OpenDataServices / flatten-tool

Tools for generating CSV and other flat versions of the structured data
http://flatten-tool.readthedocs.io/en/latest/
MIT License
102 stars 15 forks source link

flatten-tool and JSON 2020-12 #447

Open kathryn-ods opened 3 months ago

kathryn-ods commented 3 months ago

Previously we've used flatten tool to create BODS templates.

Now that BODS has been upgraded to JSON 2020-12 I think this doesn't work anymore.

Following the instructions for https://flatten-tool.readthedocs.io/en/latest/usage-bods/#create-template

I am now getting the error

Error while resolvingurn:components#/$defs/UnspecifiedRecord: URLError: <urlopen error unknown url type: urn>

kd-ods commented 2 months ago

@rhiaro will you have a chance to look at this over the next week or two?

radix0000 commented 2 days ago

Currently flatten-tool does not support handling urn: links between schema files, where "the schema" is a directory rather than a single file. For updating BODS Cove to 0.4 I have got around this, with a branch (https://github.com/OpenDataServices/flatten-tool/tree/handle_bods_0.4) that allows BODS Cove to call flatten tool with the 0.4 schema. This allows the (Python) caller to pass a dict containing the schema (with minimal, and generic, changes to flatten-tool), and the loading and resolving of links can be done in cove_bods.

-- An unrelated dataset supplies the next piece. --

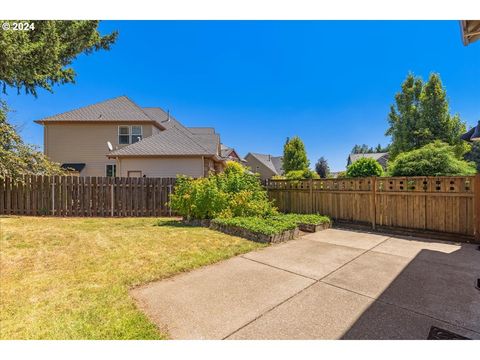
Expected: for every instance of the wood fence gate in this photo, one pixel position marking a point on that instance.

The issue is that there are actually multiple schema changes here, the actual change to DRAFT202012 of jsonschema, but also the use of urn: references to link the various schema files. Currently I am using the same approach as in the data standard tests themselves, of using the Register construct provided by jsonschema, within lib-cove-bods. This works well and has allowed the adding BODS 0.4, without the cascading changes propagating out into repositories we don't control. However this does mean there is no single schema file, which the command line tool expects.

There is a question about whether in the long term we want to support passing a schema to flatten-tool as a directory. This would require some changes to the CLI, as it would be necessary to pass not only the directory name, but also the root file (e.g. statement.json in the case of BODS 0.4), and adding code for building a Register construct out of the files in a robust manner (not just for BODS 0.4).

Updating compile-to-json-schema to build a single schema file where there are urn: links, would be an alternative way to go. I have currently avoided this for a number of reasons. It might need to involve either forking jsonref to add urn: support, or re-writing compile-to-json-schema to not rely on jsonref. Neither of these seems particularly palatable alternatives.